Concordia Adult Bible Class
Summary: Dig deeper into God's Word with Concordia Lutheran Church in San Antonio, TX.
We are called to do ministry! The Greek word for “ministry” is related to the word for “service.” Jesus shows His disciples how to serve when He washes their feet and calls them to do likewise (verse 15). When disciples minister to others, they learn how to imitate Jesus’ actions, becoming more like Him as His disciples.
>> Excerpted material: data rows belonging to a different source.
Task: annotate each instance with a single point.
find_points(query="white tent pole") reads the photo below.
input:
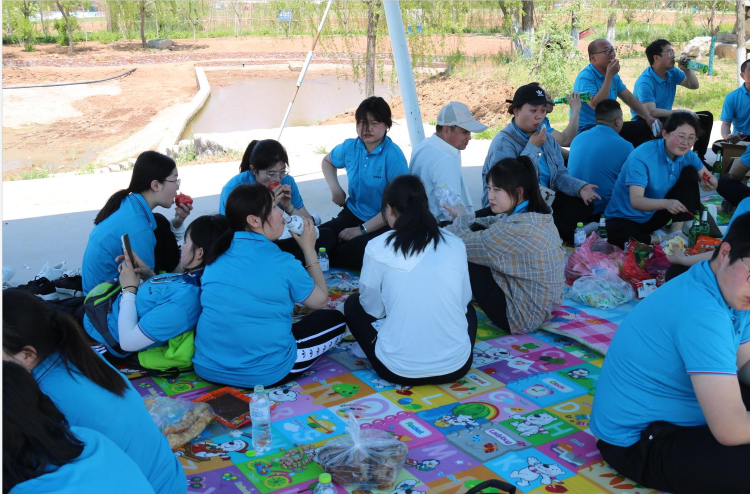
(304, 69)
(404, 71)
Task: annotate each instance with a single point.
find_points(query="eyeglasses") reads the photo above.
(685, 139)
(748, 270)
(608, 51)
(275, 174)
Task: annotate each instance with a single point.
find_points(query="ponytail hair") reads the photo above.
(149, 166)
(415, 227)
(245, 200)
(205, 230)
(512, 174)
(28, 322)
(263, 155)
(35, 432)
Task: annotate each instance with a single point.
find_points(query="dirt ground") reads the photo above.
(162, 80)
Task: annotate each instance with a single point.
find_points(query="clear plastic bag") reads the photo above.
(368, 459)
(595, 256)
(180, 421)
(603, 291)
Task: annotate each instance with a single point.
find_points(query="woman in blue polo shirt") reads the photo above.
(266, 162)
(371, 161)
(154, 183)
(166, 305)
(86, 389)
(658, 183)
(245, 334)
(42, 453)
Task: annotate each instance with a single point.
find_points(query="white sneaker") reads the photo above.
(52, 273)
(8, 274)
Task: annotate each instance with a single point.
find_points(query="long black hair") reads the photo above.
(149, 166)
(28, 322)
(415, 227)
(262, 155)
(204, 231)
(510, 174)
(35, 432)
(245, 200)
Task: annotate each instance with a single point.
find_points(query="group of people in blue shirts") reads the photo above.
(224, 300)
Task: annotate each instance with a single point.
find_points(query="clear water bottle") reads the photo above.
(324, 485)
(260, 412)
(323, 260)
(579, 236)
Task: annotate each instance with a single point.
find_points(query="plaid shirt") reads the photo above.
(526, 256)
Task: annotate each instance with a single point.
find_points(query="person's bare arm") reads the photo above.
(721, 402)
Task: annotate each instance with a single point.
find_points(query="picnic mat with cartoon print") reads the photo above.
(521, 414)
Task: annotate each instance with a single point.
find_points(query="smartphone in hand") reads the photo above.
(126, 245)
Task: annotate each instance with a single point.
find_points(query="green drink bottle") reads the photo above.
(697, 66)
(586, 96)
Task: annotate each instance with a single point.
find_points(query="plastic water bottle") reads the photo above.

The commercialism of Christmas is well-documented. But Mary eschews the trappings of things and rejoices in the simple things that God gives. She exclaims: “God has filled the hungry with good things” (verse 53). Rather than focusing on what you want for Christmas, what simple things do you already have that you can celebrate?
Mary’s circumstances were hard. Yet, she was nevertheless joyful because her joy came from God. This is why she sings, “My spirit rejoices in God my Savior” (verse 47). From where does your joy come?
In a world that is full of unrealistic standards of beauty, do you make your spouse your standard of beauty? To beat back lust, husbands and wives must continue to see each other as beautiful and remind each other that they are beautiful, but not just because of their looks. Rather, they are beautiful because of who they are in Christ.
Every marriage encounters tough times. It is during these times that the promises you made at the altar must trump the feelings you currently have. When a couple is drifting from each other, they must intentionally pursue each other.
Satan loves to destroy marriages by making marital intimacy grow cold. Indeed, the Bible warns against a lack of intimacy in 1 Corinthians 7:5: “Do not deprive each other except by mutual consent and for a time, so that you may devote yourselves to prayer. Then come together again so that Satan will not tempt you because of your lack of self-control.” Intimacy is not just about pleasure, but about strengthening and solidifying the bond between husband and wife.
Marriage takes work! The wife in the Song of Songs is tanned by the sun because of the hard work she has done as a young girl. Likewise, even in marriage, the hard work continues. Marriage is more than just “falling in love,” it is an intentional partnership to tackle life’s work together and to support each other when the work becomes hard.
The gospel is a payment – Jesus has paid for our sins. The gospel is also a gift – Jesus gives us blessings, both temporal, like family and home, and eternal, like salvation. Jesus pays for us so He can give to us! On Reformation Day, we remember how Martin Luther re-discovered this simple, yet central, truth.
Because God paid for our sins, we are free to give – not “reluctantly or under compulsion” (verse 7) – but out of thankfulness to God. And God promises that even as we give, God gives to us! Thus, we will never run out of things to give!
Abraham lived in a world where other nations would try to pay off gods by their sacrifices. Indeed, many of these sacrifices would even be of children. But when the true God asks for Abraham’s son, He shows Abraham a different way: rather than demanding payment from Abraham, He provides the payment Abraham needs in the form of a ram and ultimately in His Son. We do not have to pay for our sins! God has paid with His Son.
You would think that the disciples would have figured out Jesus’ mission by this point in Luke’s Gospel! But they were still confused. Like the disciples, we do not have everything about Jesus figured out – even the stuff that we should have figured out. But Jesus patiently continues to teach us, calling us back to his truth.
Arrogance can be disastrous to human relationships. Yet, even though the disciples were often arrogant, Jesus compassionately called them to humility. Who do we know who is arrogant? Do we compassionately call them to humility? How are we arrogant? Jesus can teach us humility!
Our fears can distract us from our faith. This is precisely what happened to Peter when he was walking on water to meet his Lord. In the midst of our fears, Jesus persistently calls us to fix our eyes on him again and again.
The Twelve Jesus called as disciples were nothing particularly special. In fact, the book of Acts calls the disciples “unschooled, ordinary men” (Acts 4:13). But Jesus uses common people to do extraordinary things. For he does not call disciples based on their merits or abilities, but simply because he wants to call them (cf. verse 13). Jesus can use us even though we are ordinary!
As we celebrate Labor Day weekend, we take some time to reflect on both the burdens and blessings of our vocations, trusting God to give us the strength and resources we need to do the jobs he has given us faithfully and well.